Exercise biology of neuromuscular disorders.

Neuromuscular disorders (NMDs) are chronic conditions that affect the neuromuscular system. Many NMDs currently have no cure; however, as more effective therapies become available for NMD patients, these individuals will exhibit improved health and/or prolonged lifespans. As a result, persons with NMDs will likely desire to engage in a more diverse variety of activities of daily living, including increased physical activity or exercise. Therefore, there is a need to increase our knowledge of the effects of acute exercise and chronic training on the neuromuscular system in NMD contexts. Here, we discuss the disease mechanisms and exercise biology of Duchenne muscular dystrophy (DMD), spinal muscular atrophy (SMA), and myotonic dystrophy type 1 (DM1), which are among the most prevalent NMDs in children and adults.
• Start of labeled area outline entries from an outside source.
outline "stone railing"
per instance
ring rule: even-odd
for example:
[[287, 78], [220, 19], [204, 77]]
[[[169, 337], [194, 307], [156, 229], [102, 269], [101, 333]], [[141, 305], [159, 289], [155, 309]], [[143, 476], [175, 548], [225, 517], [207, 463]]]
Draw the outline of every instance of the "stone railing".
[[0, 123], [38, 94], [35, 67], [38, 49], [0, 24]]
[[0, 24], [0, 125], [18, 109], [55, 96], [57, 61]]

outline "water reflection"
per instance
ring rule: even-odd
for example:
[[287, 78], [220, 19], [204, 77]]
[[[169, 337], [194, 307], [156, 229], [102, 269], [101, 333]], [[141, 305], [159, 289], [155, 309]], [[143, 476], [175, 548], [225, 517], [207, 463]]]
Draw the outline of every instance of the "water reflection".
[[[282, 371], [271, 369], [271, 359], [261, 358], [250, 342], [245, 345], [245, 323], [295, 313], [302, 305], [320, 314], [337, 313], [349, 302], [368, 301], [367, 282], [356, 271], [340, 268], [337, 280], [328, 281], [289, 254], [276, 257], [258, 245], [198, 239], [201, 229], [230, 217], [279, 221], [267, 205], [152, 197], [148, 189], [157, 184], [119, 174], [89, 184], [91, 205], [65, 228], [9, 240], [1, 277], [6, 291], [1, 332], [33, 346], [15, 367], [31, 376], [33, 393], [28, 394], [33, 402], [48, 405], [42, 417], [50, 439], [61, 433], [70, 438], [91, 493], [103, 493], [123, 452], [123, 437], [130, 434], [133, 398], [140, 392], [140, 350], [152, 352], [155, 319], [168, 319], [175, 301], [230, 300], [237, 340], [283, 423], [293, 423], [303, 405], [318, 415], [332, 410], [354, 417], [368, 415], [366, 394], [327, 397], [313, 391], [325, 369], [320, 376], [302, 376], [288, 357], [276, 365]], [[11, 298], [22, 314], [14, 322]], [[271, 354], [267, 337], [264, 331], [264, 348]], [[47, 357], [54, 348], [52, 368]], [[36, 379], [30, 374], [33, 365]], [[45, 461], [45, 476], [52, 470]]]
Evidence from clinical and preclinical studies are reviewed, with emphasis on the functional outcomes of exercise, as well as on the putative cellular mechanisms that drive exercise-induced remodelling of the neuromuscular system. Continued investigation of the molecular mechanisms of exercise adaptation in DMD, SMA, and DM1 will assist in enhancing our understanding of the biology of these most prevalent NMDs. This information may also be useful for guiding the development of novel therapeutic targets for future pursuit.